Evaluating the models
Now that you have a grasp of the variety of language models which dbacl can generate, the important question is what set of features should you use?
There is no easy answer to this problem.
Intuitively, a larger
set of features seems always preferable,
since it takes more information into account.
However, there is a tradeoff.
Comparing more features requires extra memory,
but much more importantly, too many features can overfit the data.
This results
in a model which is so good at predicting the learned documents,
that virtually no other documents are considered even remotely similar.

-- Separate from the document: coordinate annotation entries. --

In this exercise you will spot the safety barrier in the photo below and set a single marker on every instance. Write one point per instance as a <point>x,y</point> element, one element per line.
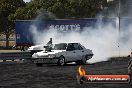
<point>25,55</point>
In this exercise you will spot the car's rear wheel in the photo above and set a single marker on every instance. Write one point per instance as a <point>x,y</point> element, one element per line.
<point>39,64</point>
<point>61,61</point>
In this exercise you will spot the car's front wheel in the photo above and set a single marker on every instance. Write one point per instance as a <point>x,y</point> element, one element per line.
<point>61,61</point>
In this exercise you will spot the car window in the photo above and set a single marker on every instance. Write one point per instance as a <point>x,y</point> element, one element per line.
<point>61,46</point>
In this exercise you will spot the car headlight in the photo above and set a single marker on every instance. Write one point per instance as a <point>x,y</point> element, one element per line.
<point>51,55</point>
<point>34,55</point>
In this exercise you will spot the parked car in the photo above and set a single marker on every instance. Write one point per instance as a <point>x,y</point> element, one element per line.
<point>62,53</point>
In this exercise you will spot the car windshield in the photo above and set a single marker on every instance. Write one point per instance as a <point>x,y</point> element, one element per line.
<point>60,46</point>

It is beyond the scope of this tutorial to describe the variety of statistical
methods which can help decide what features are meaningful. However, to get a
rough idea of the quality of the model, we can look at the cross entropy
reported by dbacl.
The cross entropy is measured in bits and has the following meaning:
If we use our probabilistic model to construct an optimal compression algorithm,
then the cross entropy of a text string is the predicted number of bits which is needed on average, after compression, for each separate feature.
This rough description isn't complete, since the cross entropy doesn't measure the amount of space also needed for the probability model itself, and moreover
what we mean by compression is the act of compressing the features, not the full
document, which also contains punctuation and white space which is ignored.
To compute the cross entropy of category one, type
% dbacl c one sample1.txt vn
one 7.42 * 678.0
The cross entropy is the first value (7.42) returned. The second value essentially
measures how many features describe the document.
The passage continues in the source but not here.